Repsol applies to export LNG from Canaport

The Spanish petroleum company Repsol has applied to export liquefied natural gas from its Canaport LNG facility in Saint John, but officials say no decision has been made about whether to convert the plant.

Spanish company undecided on whether to proceed with multi-billion dollar plant conversion

The Spanish petroleum company Repsol formally applied this week to the National Energy Board for approval to export liquefied natural gas from its Canaport LNG facility in Saint John.

However, the company says that does not mean a decision has been made to proceed with a multi-billion dollar conversion of the plant.

The Canaport LNG terminal, located on Saint John's east side, is owned by Repsol and Irving Oil Ltd. (CBC)
"It's a necessary step to make this a feasible project on paper," said Repsol spokesman Kristain Rix from Madrid. "It's one more tiny incremental step. We still need to do a lot more work."

Canaport LNG was built nearly a decade ago with the purpose of importing LNG, regassifying it and sending it into the United States by pipeline.

But enormous shale gas developments in the U.S. have undercut the need for imports and Repsol has been studying whether to convert Canaport into an export facility instead of one used for import purposes. Published estimates have put the cost of that conversion as high as $4 billion. 

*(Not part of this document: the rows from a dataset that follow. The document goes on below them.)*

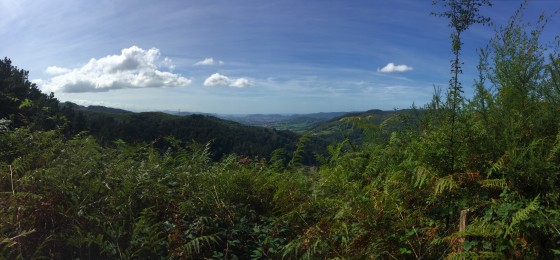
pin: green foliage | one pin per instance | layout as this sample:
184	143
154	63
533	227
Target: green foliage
460	179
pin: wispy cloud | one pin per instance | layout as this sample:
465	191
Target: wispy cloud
218	79
209	62
133	68
391	67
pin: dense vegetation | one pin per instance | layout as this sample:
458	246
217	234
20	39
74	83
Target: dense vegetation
464	178
224	137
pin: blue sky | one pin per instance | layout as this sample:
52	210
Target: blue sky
242	56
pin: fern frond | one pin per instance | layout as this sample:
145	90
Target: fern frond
195	246
480	228
493	183
498	165
446	183
462	255
421	175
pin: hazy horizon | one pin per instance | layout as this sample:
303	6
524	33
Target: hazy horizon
243	57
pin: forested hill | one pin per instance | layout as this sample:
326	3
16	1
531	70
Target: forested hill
22	104
224	137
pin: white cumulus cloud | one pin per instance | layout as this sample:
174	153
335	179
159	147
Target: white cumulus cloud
133	68
391	67
218	79
208	62
54	70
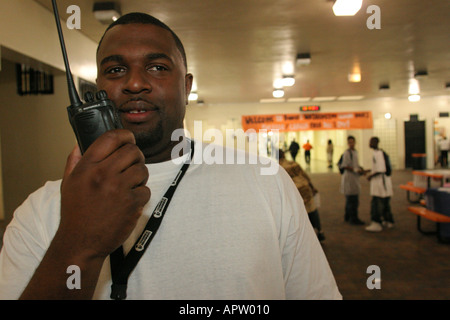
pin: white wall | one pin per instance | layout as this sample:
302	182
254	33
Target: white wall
428	108
30	29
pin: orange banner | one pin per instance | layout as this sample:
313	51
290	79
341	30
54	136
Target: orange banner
310	121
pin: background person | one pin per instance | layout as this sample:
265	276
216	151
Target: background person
307	190
350	184
293	149
380	190
330	151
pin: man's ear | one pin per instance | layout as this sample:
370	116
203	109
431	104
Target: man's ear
188	79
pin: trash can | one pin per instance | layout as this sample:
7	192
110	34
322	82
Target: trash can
419	161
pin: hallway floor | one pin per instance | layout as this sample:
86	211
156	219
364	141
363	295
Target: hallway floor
413	266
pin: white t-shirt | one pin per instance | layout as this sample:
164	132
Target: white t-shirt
229	233
381	184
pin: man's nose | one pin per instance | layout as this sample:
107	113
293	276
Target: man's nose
137	81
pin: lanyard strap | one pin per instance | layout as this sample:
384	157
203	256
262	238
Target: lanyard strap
121	266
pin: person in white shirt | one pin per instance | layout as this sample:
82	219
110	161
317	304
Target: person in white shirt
380	190
228	231
444	147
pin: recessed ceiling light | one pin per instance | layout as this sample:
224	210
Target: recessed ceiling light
346	7
288	81
299	99
350	98
354	77
271	100
193	96
303	59
414	98
324	98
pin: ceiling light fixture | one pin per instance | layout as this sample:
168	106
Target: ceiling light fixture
414	98
324	98
193	96
413	87
288	81
106	12
421	74
346	7
346	98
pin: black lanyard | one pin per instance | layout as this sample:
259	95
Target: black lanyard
121	266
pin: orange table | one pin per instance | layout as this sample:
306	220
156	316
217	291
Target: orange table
431	178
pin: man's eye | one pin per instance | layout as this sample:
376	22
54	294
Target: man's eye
156	68
114	70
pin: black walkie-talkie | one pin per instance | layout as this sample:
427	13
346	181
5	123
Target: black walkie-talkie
91	119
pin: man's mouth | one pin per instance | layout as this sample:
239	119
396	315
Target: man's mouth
137	111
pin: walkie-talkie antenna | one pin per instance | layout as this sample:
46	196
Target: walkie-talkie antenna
73	94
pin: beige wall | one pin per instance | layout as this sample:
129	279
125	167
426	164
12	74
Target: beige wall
35	138
229	116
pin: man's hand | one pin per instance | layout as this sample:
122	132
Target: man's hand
103	193
102	196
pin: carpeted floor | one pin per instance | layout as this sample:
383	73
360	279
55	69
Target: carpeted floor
412	266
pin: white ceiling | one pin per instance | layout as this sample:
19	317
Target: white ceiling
237	48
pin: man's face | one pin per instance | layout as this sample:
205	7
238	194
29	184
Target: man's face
143	72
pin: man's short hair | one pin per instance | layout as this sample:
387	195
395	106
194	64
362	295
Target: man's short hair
143	18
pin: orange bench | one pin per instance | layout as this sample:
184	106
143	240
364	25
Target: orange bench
439	218
409	187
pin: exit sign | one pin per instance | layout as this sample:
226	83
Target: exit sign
309	108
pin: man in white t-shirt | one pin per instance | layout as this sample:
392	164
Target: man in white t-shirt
227	231
380	190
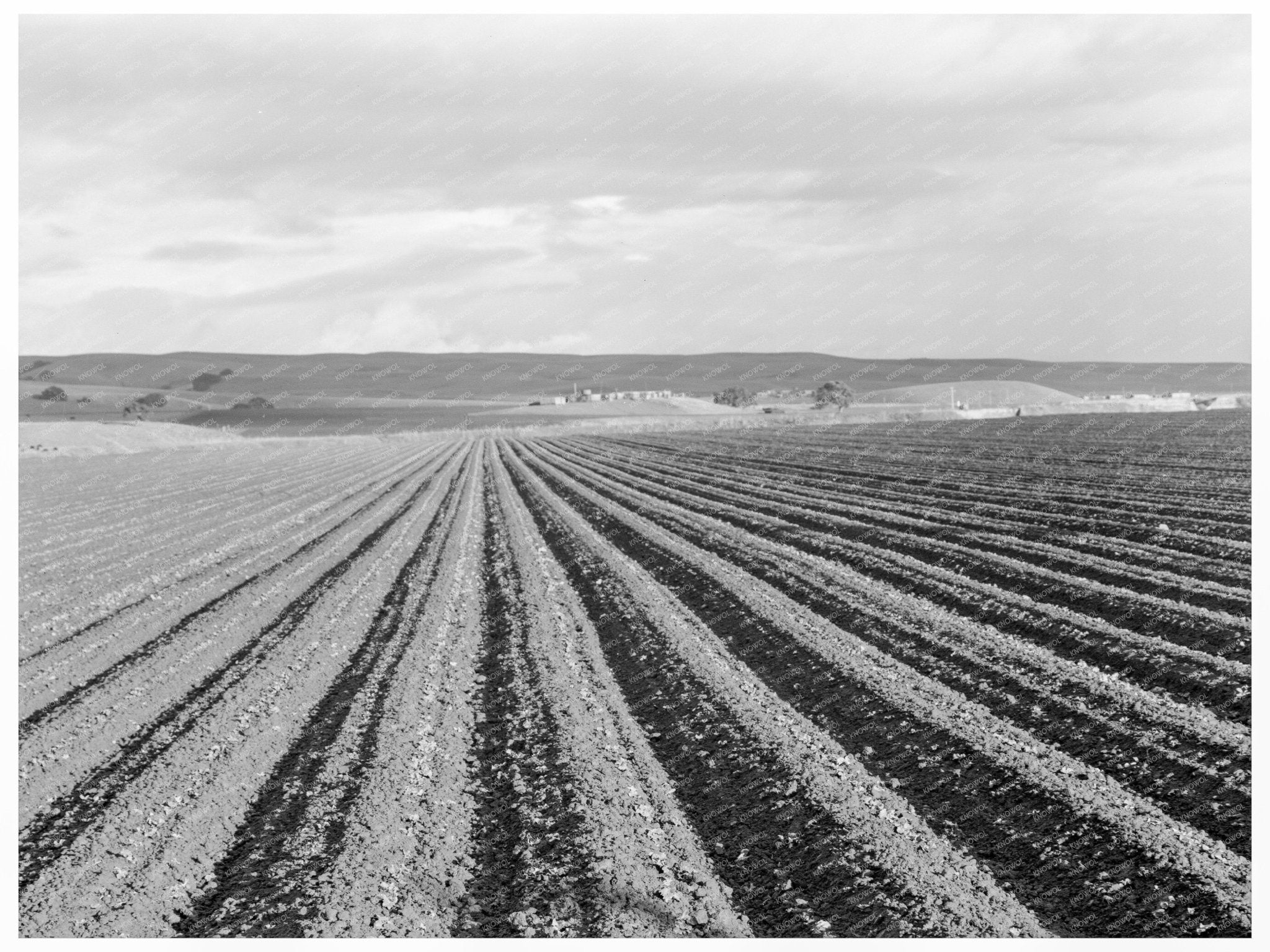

The key issue for Repsol is to find partners to share the cost, but Rix says the idea of converting Canaport to bring in cheap gas by pipeline from the U.S., liquefy it on site and export LNG to Europe is attractive for many reasons.

"It is in a privileged location," said Rix. "It has the largest storage capacity on the east coast of the whole of North America. It is connected with pipelines. It can berth the largest LNG tankers in the world, so the facilities are great."